Friday, 6 June 2014
Bloodrayne (2005)
Uwe Boll is the kind of film-maker who says 'actresses want too much money to appear nude - just hire some prostitutes for the scene instead'. And this is the kind of movie where he says it (in the scene with Meatloaf - because a has-been rocker is someone Boll will pay for).
Based, as many of Boll's films have been, on a computer game, Bloodrayne has spawned two dull as dishwater sequels. I'm not sure why, given that it made back less than 20% of its budget at the box office, but Boll's ways are mysterious.
So, full disclosure: this film is terrible, but I like it anyway. It's not as terrible as Boll's House of the Dead was, nor do I have such an unreasoning affection for it as I do for that catastrophically ill-conceived zombie film, but it's pretty darn bad. Kristanna Loken has her merits as an actor, but none of them (unless you count her figure) are show-cased in this film. Michael Madsen appears on the verge of falling over drunk in almost every scene he's in. Michelle Rodriguez seems to be trying to put on some kind of accent (or possibly just disguise her normal accent) with uneven degrees of success. And then there's the script.
Oh my, the script.
I mean, I'll give the writing in Bloodrayne this much: it feels like something out of a computer game. We have the characters receiving their quest in a tavern, not one but two expositionary conversations that don't even try to disguise the fact that they're nothing but info dump cut scenes, and a blatant 'mini boss fight' about halfway through.
It's also deeply stupid. For starters, while there are incompetent minions in most forms of media, the minions in Bloodrayne take it to a new level. "How do they dress themselves in the morning?" levels of dumb.
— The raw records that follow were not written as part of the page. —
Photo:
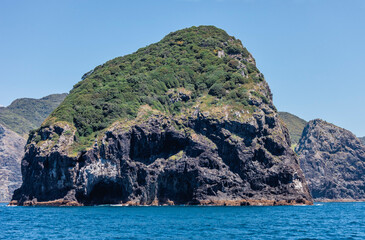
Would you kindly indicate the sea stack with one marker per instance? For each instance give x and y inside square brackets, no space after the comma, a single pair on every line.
[333,161]
[188,120]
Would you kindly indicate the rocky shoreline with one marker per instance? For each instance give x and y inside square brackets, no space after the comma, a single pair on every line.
[65,203]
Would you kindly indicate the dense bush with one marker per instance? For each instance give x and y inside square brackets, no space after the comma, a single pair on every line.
[183,59]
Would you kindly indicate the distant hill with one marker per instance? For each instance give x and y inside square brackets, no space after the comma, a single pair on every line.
[25,114]
[294,124]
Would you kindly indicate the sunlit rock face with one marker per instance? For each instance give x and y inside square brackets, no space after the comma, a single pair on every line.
[11,153]
[204,131]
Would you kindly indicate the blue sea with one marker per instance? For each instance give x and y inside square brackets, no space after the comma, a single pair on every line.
[320,221]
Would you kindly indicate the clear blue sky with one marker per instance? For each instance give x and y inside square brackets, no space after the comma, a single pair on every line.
[312,52]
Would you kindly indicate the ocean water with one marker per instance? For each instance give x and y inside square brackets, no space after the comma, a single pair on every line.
[320,221]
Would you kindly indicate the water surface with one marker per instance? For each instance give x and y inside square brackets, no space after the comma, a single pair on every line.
[320,221]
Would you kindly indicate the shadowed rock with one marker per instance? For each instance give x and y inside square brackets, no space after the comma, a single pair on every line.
[333,161]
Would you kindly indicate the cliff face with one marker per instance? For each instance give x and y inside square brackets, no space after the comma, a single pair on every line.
[11,153]
[333,161]
[202,138]
[25,114]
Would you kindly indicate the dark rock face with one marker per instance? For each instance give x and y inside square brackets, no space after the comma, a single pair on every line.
[223,144]
[333,161]
[11,153]
[362,139]
[207,161]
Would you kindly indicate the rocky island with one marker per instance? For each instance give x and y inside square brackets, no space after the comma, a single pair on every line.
[188,120]
[333,161]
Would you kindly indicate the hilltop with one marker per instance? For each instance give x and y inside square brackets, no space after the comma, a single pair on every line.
[187,120]
[25,114]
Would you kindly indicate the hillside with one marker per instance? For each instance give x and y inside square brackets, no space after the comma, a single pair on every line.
[294,124]
[333,161]
[187,120]
[25,114]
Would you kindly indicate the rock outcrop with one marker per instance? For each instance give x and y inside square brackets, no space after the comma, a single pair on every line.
[11,153]
[333,161]
[222,145]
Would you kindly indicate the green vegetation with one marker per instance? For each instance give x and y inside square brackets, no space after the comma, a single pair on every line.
[362,139]
[294,124]
[186,59]
[25,114]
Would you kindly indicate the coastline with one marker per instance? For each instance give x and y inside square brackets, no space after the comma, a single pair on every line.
[338,200]
[252,202]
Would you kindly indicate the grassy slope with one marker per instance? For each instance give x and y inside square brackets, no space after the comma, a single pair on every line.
[25,114]
[294,124]
[184,61]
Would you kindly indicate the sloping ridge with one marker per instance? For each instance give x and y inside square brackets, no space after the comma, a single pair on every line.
[187,120]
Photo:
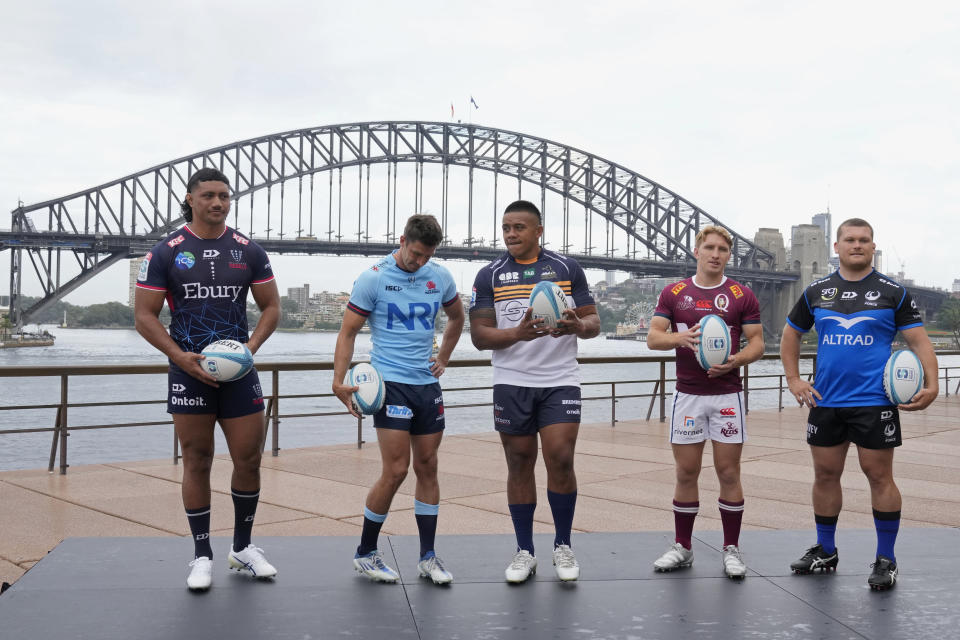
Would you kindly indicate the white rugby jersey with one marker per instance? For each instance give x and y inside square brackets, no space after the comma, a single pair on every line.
[505,285]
Then there are the character motivations which appear, whole cloth, out of nothing. "I will not harm you. I desire to kill only vampires" says Rayne, two minutes after we saw her kill half a dozen humans, and ten minutes before she'll kill a bunch more. I mean sure, the humans she kills are all bad people, but they're still not vampires, you know?
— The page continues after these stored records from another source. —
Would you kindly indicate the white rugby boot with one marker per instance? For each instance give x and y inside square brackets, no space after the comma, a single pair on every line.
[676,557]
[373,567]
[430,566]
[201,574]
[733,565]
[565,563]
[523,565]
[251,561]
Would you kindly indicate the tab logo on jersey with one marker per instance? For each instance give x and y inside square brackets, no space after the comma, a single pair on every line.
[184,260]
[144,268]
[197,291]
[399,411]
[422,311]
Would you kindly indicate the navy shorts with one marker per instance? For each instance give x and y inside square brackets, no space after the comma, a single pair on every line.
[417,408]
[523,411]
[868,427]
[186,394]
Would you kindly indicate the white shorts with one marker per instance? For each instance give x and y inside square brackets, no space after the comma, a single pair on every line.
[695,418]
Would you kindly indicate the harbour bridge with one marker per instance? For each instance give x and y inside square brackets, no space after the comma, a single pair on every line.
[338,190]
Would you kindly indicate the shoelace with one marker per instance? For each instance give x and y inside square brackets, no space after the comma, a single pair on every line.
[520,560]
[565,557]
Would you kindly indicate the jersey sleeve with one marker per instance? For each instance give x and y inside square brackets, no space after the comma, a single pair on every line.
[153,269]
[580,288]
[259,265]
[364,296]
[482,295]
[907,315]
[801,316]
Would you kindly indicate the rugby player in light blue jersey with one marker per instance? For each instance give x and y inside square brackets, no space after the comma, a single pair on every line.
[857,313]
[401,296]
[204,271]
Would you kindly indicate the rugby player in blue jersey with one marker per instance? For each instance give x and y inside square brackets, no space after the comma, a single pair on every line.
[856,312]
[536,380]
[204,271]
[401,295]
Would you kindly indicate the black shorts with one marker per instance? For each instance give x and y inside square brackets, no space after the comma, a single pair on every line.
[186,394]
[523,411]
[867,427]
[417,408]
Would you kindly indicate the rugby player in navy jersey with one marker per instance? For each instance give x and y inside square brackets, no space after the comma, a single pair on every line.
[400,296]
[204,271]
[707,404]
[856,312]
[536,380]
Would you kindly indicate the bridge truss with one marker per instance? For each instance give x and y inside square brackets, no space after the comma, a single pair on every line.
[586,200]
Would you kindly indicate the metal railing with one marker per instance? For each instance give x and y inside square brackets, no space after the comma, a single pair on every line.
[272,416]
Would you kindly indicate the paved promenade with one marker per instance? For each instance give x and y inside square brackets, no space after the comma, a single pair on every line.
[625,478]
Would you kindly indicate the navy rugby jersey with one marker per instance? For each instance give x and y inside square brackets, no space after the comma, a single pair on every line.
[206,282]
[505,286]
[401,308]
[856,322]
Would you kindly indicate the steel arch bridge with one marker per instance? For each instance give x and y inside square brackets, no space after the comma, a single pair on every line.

The actual plot? It goes something like this: Rayne's the half-human, half-vampire child of Ben Kingsley's boss vamp, and she's got to go on a quest to recover some magical macguffins in order to be strong enough to take him on in a fight. There will be large quantities of blood sprayed (it rarely just spills in this film) in the process.
Hypnotically bad. This was the second time I've seen the film (though of course I'd not previously watched the actual DVD), and I had just as much fun as the first time.